Accelerated learning: The district will be pursuing strategies to address learning loss that include new federal funding-supported after-school and Saturday programs. “To make this a reality for students in Montclair requires recognition of the fact that a history of inequitable access to opportunity has put students of color, low-incomes students, English language learners, students with disability and other student groups on the downside of longstanding achievement gaps,” Morgan said. Each school will, additionally, have a team dedicated to social-emotional learning with training provided to all teams by the end of this month, she said. Teachers will be taught skills for self-care first, as a bridge to learning to work with students and families.
Masking and social distancing: Students and staff will be expected to wear masks, including when students are playing outside, Ponds said. But students with disabilities that make it difficult for them to wear masks won’t be required to do so. The school will aim to space students three feet apart, but that won’t be possible in all situations. CDC guidance recommends schools maintain three feet of distance, but acknowledges that can’t happen in some cases. And Ponds said social distance during recreation is a challenge. He said staff would try to “work with our students in the most emotionally safe way” to encourage social distancing during playtime.

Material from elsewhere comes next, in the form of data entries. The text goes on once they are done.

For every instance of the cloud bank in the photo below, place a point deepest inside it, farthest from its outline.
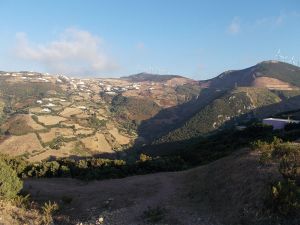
(75, 52)
(234, 27)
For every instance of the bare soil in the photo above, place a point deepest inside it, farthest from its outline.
(228, 191)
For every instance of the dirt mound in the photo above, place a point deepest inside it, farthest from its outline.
(272, 83)
(228, 191)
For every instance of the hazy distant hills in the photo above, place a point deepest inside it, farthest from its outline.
(148, 107)
(266, 89)
(270, 74)
(142, 77)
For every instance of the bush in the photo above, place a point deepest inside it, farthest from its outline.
(154, 215)
(48, 209)
(285, 198)
(10, 184)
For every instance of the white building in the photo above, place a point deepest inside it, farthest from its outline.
(46, 110)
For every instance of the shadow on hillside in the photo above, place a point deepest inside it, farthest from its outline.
(179, 147)
(171, 118)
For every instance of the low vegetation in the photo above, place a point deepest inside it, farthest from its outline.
(284, 195)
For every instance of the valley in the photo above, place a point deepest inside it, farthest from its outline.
(153, 149)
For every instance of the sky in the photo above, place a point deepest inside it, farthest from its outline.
(111, 38)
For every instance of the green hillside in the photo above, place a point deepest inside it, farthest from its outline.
(221, 110)
(244, 78)
(150, 77)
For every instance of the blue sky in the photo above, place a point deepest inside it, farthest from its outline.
(194, 38)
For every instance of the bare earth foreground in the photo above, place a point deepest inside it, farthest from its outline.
(228, 191)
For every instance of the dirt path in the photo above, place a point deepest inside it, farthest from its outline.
(220, 191)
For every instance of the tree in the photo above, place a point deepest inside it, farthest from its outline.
(10, 184)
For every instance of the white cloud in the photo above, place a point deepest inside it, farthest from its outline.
(235, 26)
(75, 52)
(140, 46)
(277, 21)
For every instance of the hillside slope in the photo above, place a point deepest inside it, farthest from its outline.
(228, 191)
(271, 74)
(220, 111)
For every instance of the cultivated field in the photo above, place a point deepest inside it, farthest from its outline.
(50, 120)
(55, 132)
(18, 145)
(97, 143)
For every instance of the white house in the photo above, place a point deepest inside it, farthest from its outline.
(46, 110)
(278, 123)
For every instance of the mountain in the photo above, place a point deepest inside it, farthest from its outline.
(73, 114)
(270, 74)
(142, 77)
(246, 95)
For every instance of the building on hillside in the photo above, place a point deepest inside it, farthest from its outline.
(277, 123)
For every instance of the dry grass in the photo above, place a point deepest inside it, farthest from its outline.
(67, 150)
(272, 83)
(70, 111)
(13, 215)
(121, 139)
(50, 120)
(97, 143)
(55, 132)
(18, 145)
(21, 124)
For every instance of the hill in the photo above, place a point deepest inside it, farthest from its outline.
(223, 109)
(142, 77)
(228, 191)
(270, 74)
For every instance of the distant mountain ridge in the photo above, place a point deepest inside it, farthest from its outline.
(141, 77)
(271, 74)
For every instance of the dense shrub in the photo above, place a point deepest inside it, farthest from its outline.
(285, 198)
(10, 184)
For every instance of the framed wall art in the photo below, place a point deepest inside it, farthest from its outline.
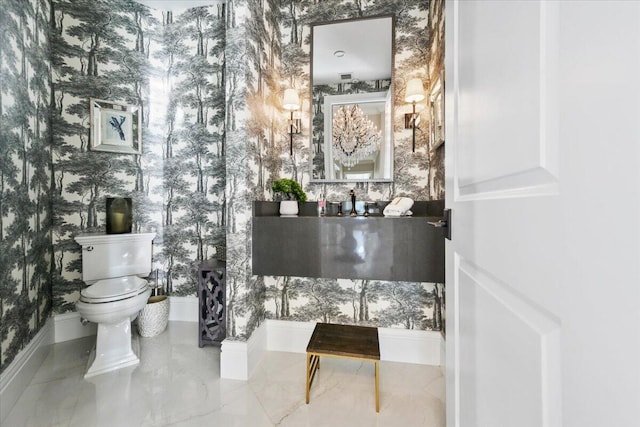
(115, 127)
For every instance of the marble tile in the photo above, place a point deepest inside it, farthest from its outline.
(178, 384)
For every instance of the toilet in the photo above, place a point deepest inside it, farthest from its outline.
(113, 265)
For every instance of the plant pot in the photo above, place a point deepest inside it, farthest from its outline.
(153, 318)
(289, 207)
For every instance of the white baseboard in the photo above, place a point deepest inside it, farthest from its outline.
(184, 309)
(17, 376)
(238, 359)
(410, 346)
(284, 335)
(69, 327)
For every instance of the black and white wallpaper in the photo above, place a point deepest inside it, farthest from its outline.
(25, 174)
(273, 38)
(209, 81)
(171, 64)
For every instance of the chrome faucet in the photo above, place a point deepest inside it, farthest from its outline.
(353, 203)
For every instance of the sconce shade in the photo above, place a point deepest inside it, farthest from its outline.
(291, 100)
(414, 91)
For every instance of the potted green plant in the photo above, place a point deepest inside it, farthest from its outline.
(289, 193)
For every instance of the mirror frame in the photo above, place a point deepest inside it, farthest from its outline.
(391, 90)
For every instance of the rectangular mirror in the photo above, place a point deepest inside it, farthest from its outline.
(352, 117)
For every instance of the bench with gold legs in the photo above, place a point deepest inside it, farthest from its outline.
(346, 341)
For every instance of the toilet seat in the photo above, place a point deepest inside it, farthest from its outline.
(115, 289)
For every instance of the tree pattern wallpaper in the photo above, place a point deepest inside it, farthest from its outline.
(209, 82)
(25, 174)
(274, 38)
(170, 64)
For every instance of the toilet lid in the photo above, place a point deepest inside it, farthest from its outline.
(114, 289)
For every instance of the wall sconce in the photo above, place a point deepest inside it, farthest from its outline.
(413, 93)
(291, 103)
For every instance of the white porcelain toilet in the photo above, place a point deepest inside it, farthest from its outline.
(113, 265)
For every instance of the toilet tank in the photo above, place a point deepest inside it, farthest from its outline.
(105, 256)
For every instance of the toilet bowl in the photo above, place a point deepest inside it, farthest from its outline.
(112, 265)
(113, 304)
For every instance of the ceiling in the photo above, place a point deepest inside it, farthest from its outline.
(177, 4)
(367, 46)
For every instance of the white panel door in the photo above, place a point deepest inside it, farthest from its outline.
(542, 161)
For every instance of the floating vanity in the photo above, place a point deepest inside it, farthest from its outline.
(373, 247)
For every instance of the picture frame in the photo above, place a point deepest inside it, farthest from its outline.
(436, 113)
(115, 127)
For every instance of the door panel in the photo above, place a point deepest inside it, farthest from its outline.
(507, 133)
(542, 113)
(520, 384)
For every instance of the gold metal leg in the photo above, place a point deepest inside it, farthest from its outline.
(377, 386)
(308, 375)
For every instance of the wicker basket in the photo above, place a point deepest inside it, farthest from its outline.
(153, 318)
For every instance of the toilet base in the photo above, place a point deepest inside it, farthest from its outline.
(114, 349)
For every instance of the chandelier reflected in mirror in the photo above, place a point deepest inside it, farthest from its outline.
(355, 137)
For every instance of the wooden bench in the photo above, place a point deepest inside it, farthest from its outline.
(346, 341)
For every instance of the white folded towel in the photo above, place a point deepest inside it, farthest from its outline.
(398, 207)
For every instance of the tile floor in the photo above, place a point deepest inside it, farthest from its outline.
(178, 384)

Known coronavirus cases: Contact tracing will be done whenever there’s a known coronavirus case, Cooper said. Letters will be sent to affected families and building staff.
Self-screening: Staff will be required to do mandatory daily health assessments, Morgan said. Students will be required to use the school’s online portal to complete self-assessments twice a week. Students who show up to school without having completed the assessments will be directed to a kiosk to finish one before attending school.
Airflow and ventilation: The state of ventilation in Montclair schools has been an ongoing concern, with engineers’ assessments finding last year many classrooms had little or no active ventilation at all. The district last year authorized interim measures including repairs to windows and the installation of air purifiers and mechanical ventilation in rooms that had none, and further work authorized this spring should be completed by November, Ponds said. Weeks ago, board of education members said there isn’t enough time for Montclair schools to issue a bond for $17 million of further repairs before a November referendum that could change Montclair from what’s called a “type I” district to a “type II” district. That would change the entire process for bonding, from one where bonds are ultimately approved by the Township Council to one where voters OK them in referenda themselves. But Councilman Peter Yacobellis and others have been pushing the board to reconsider that decision. The board is set to meet again Monday night. “We have a commitment in our district, a commitment to improving our facilities, and we’re working every day toward getting that done,” Ponds said.